Melinda y Melinda es el ejemplo de que una película puede atraparte y sorprender en solo unos minutos de proyección. Allen da una vuelta de tuerca más sobre los temas de siempre para demostrar que sigue siendo ante todo un gran guionista. Así, a partir de una misma protagonista los acontecimientos se van desarrollando hacia la tragedia o hacia la comedia. El planteamiento es básico y genial: todo depende del cristal con que miremos las cosas, de las opciones a las que nos agarremos para subsistir o para avanzar en este azaroso mundo. Y por ello, la protagonista (una Melinda doble con el rostro de una sorprendente y hasta ahora desconocida Radha Mitchell), se transforma a fuerza de gestos, de silencios, de miradas en las dos caras de una misma moneda, dos formas de entender la vida y de plasmar los acontecimientos que de ella se derivan.

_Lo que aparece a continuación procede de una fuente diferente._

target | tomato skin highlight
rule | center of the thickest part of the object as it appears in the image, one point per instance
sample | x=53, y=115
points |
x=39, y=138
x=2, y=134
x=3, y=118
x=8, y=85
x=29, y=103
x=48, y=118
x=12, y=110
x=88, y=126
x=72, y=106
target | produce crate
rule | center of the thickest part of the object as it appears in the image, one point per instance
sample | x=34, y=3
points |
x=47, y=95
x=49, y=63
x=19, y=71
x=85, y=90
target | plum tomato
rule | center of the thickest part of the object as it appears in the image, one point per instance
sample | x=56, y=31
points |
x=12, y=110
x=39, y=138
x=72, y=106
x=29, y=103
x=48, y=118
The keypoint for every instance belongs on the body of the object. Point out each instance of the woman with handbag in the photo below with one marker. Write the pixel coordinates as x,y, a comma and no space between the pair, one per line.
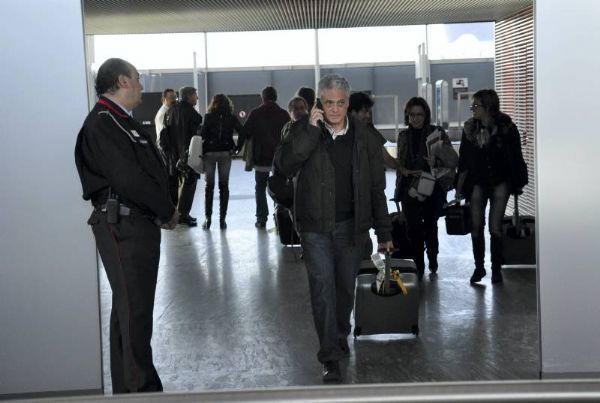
426,167
491,158
218,148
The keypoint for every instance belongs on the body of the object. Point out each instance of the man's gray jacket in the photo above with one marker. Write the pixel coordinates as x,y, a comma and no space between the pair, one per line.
304,148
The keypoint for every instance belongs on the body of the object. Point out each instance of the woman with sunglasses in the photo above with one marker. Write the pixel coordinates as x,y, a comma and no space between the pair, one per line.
423,147
493,166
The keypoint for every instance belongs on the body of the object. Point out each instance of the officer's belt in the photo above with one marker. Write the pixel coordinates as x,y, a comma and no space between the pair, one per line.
123,209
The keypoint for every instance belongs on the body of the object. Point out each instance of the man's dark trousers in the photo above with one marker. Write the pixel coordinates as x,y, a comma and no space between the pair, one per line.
332,260
260,194
187,192
130,252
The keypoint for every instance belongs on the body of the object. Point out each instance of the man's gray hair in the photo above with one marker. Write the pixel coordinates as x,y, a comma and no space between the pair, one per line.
186,92
333,81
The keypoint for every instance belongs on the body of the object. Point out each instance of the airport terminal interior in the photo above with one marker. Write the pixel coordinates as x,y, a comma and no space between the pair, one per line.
233,311
232,306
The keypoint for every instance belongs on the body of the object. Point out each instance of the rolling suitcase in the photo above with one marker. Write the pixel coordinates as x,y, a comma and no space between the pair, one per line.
285,226
392,312
518,239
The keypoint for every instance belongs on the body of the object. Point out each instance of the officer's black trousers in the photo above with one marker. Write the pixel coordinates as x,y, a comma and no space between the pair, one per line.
130,251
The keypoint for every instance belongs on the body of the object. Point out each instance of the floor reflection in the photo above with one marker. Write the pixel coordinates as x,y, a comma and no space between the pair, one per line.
233,311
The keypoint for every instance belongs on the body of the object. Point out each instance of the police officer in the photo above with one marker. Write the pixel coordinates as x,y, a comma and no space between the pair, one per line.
183,123
124,177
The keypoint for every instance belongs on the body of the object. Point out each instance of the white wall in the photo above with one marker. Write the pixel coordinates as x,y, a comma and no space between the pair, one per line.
49,316
568,151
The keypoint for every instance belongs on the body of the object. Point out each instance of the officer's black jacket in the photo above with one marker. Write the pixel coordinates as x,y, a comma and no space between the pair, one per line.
113,150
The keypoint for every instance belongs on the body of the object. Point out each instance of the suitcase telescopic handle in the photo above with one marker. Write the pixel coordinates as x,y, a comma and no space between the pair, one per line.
516,219
386,280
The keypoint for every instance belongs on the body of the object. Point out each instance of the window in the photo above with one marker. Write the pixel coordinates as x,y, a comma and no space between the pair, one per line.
370,44
151,51
460,41
261,48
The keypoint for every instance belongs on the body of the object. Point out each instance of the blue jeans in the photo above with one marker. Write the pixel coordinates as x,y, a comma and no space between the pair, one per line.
498,196
332,260
260,193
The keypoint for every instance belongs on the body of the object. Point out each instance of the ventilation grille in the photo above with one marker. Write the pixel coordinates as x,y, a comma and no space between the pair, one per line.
515,87
166,16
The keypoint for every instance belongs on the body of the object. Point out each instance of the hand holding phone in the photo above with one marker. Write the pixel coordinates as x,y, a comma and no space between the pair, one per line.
316,114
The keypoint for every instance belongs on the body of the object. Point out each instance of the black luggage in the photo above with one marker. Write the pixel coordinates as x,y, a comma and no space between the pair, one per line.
402,245
393,312
285,226
518,238
458,218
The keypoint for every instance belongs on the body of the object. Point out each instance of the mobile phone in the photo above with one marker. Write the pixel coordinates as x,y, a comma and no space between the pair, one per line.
318,104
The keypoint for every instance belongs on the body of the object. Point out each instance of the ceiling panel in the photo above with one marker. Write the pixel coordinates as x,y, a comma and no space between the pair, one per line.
162,16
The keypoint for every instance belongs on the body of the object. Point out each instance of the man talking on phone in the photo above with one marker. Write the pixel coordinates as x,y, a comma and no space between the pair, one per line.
339,197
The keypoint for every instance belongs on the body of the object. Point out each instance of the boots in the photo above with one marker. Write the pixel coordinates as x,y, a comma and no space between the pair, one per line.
433,266
223,203
208,199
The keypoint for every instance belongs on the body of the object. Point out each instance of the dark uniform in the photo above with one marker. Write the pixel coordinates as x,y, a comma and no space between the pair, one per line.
114,152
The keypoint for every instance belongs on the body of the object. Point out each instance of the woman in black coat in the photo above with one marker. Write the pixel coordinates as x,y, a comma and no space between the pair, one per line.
218,148
492,163
419,153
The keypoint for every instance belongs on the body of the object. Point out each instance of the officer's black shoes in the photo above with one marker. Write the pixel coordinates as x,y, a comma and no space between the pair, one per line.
331,371
497,275
478,274
344,347
433,265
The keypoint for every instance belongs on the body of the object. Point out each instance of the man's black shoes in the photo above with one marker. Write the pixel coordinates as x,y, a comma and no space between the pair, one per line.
344,347
189,221
478,274
331,371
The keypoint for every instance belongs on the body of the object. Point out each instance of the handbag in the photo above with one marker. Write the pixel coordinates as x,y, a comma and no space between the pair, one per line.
281,189
195,155
249,154
426,184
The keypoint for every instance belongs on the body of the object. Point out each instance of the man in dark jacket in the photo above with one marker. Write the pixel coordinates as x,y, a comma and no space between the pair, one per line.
124,176
182,123
339,197
264,126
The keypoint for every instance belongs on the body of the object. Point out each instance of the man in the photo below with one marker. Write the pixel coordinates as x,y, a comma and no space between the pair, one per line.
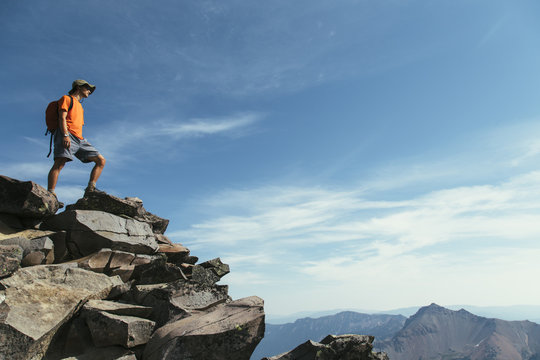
68,139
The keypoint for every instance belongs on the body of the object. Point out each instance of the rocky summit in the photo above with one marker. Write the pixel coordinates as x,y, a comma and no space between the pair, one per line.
102,281
332,347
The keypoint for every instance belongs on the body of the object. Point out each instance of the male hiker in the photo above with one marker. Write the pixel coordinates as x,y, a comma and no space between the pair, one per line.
68,139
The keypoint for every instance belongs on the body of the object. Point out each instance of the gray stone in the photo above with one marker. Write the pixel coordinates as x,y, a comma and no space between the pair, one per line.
203,276
334,347
10,259
118,308
26,199
176,253
35,251
96,262
172,301
38,300
131,207
142,268
89,231
162,239
227,332
109,329
11,250
57,237
218,267
106,353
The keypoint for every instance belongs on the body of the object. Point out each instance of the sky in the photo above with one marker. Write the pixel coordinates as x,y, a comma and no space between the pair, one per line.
336,154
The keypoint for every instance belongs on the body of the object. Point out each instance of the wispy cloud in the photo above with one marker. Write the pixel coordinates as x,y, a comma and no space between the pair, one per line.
284,235
123,138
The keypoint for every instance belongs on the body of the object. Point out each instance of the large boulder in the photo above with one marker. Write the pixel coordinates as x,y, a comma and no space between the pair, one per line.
117,308
334,347
10,259
89,231
175,300
35,251
109,329
226,332
26,199
38,300
36,240
131,207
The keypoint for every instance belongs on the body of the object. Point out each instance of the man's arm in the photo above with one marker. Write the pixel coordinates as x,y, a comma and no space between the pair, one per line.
62,125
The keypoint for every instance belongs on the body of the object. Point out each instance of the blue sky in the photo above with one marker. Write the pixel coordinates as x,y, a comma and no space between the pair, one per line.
337,154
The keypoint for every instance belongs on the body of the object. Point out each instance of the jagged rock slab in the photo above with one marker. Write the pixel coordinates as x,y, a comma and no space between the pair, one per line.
145,269
176,253
10,259
89,231
57,237
38,300
332,347
109,329
228,332
209,272
35,251
172,301
131,207
117,308
26,199
107,353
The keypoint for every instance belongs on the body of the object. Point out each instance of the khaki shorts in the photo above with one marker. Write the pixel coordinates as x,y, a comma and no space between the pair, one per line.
81,148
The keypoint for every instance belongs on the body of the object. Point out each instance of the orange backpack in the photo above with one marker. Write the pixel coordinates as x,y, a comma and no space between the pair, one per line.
51,119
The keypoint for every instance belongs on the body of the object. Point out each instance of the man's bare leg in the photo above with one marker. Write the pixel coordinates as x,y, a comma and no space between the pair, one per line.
55,172
96,171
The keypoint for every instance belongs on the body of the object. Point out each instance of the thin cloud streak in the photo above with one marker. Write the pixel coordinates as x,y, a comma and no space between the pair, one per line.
124,134
333,234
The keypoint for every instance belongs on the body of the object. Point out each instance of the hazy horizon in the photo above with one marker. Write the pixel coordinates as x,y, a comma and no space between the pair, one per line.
335,154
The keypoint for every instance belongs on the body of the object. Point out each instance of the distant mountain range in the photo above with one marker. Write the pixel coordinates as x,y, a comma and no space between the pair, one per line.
510,313
281,338
438,333
432,333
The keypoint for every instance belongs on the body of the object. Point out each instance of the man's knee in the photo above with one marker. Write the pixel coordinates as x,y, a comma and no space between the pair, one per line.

Y es que el cine de Woody Allen también se ha debatido entre lo trágico y lo cómico. Pero parecía que en los últimos años había optado por sutiles dosis de humor (Misterioso asesinato en Manhattan, Poderosa Afrodita, Todos dicen I love you, Desmontado a Harry, Granujas de medio pelo o La maldición del escorpión de jade), frente a aquéllas como Septiembre, Alice, Acordes y desacuerdos o Celebrity en las que predominaba el impulso melodramático.
La Melinda trágica es depresiva, obsesiva, necesario centro de atención de los personajes y de sus amigos que observan su ir y venir sin entender muy bien el motivo de sus quejas (la mayor parte de ellas fruto de su predisposición a que las cosas salgan mal); la Melinda cómica es luminosa, pero a la vez tangencial, es decir, es sólo un elemento más de ese conjunto de personajes vitales que caracterizan las películas del director. Y aquí es su nuevo alter ego, (un Will Ferrel que siempre había ejecutado papeles absurdos y que es capaz ahora de transformarse en el centro de la vis cómica), el núcleo por el que pasan todos los gags, algunos de ellos dignos del mejor Woody Allen. Muchos echarán de menos la ausencia de éste, al igual que nos pasó cuando Kennet Branagh hacía de él en Celebrity o Jason Biggs lo emulaba en Todo lo demás. Pero Allen ha decidido dejar a un lado su propio personaje para volcarse con fuerza en el resto, en especial en las mujeres, como ya hizo en Hannah y sus hermanas.
Los personajes hablan, viven, aman, mienten para conseguir que las cosas salgan como quieren y sólo al final comprueban que también el azar forma parte de sus vidas. Allen parece moverse últimamente más cómodo en la comedia, es cierto, pero la unión de todos elementos logra que nos encontremos con otra de esas películas corales llenas de matices, de aciertos y descubrimientos con el rostro de actores jóvenes a los que en el futuro veremos triunfar y de los que Woody Allen es capaz de sacar lo mejor de sí mismos.